Può apparire a prima vista illogico ma seguendo da vicino i passaggi diventa più comprensibile.
Quando le persone provano nostalgia, pensano al loro passato con affetto, calore e, appunto, nostalgia. Ma questo ha sia un effetto psicologico di miglioramento del benessere personale che un effetto sociale. La nostalgia infatti, come indicato nell’articolo, è anche un’emozione sociale che favorisce un senso di connessione sociale e di supporto sociale che aumentano la competenza interpersonale. Inoltre, la nostalgia favorisce l’empatia, la fiducia nel chiedere aiuto agli altri nonché la fiducia e l’ottimismo nella risoluzione dei conflitti relazionali.
Retrotopia
A quale prezzo però? mi viene da domandare.

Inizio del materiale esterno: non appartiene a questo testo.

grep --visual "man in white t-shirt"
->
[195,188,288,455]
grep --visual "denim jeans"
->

L’articolo non prende infatti in considerazione né gli “effetti collaterali” psicologici della nostalgia (la regressione psicologica) né la sua componente politica, ben descritta invece da Baumann nel suo ultimo libro, Retrotopia. Retrotopia. Temere il futuro, mitizzare il passato Se infatti la nostalgia diventa, socialmente, il sentimento prevalente, dando luogo ad una vera e propria epidemia, la restaurazione di una presunta gloria passata diviene il nuovo ideale politico. Veniamo infatti indotti dalle nuove ideologie “ad abbandonare il pensiero critico per i legami emotivi” ed assistiamo ai “ risvegli nazionali e nazionalistici in tutto il mondo dediti alla mitizzazione della storia in chiave antimoderna attraverso il recupero di simboli e miti nazionali e, talvolta, il baratto di teorie cospiratorie.” (Boym cit. da Baumann).
Lungotermismo
Dall’altra parte abbiamo imprenditori, tutt’altro che nostalgici, molto lesti a sostituire ad un immagine poetica un simbolo, peraltro antico e controverso quanto il mondo, in vista del profitto, mascherato sotto una pericolosa filosofia lungotermista, in base alla quale, come scrive nella sua tesi di dottorato il filosofo Nick Beckstead, membro del Future of Humanity Institute, vicino a Musk, “Salvare vite umane nelle nazioni povere potrebbe essere meno utile che salvare vite nelle nazioni ricche. Questo perché le nazioni più ricche hanno a disposizione innovazioni considerevolmente migliori e i loro lavoratori sono molto più produttivi. Di conseguenza, è plausibile che, a parità di condizioni, salvare una vita in una nazione ricca sia sostanzialmente più importante che salvarne una in un paese povero.”
E se ci occupassimo ogni tanto del presente?
A proposito, è tempo di ferie. Ci rivediamo a settembre. Buon relax.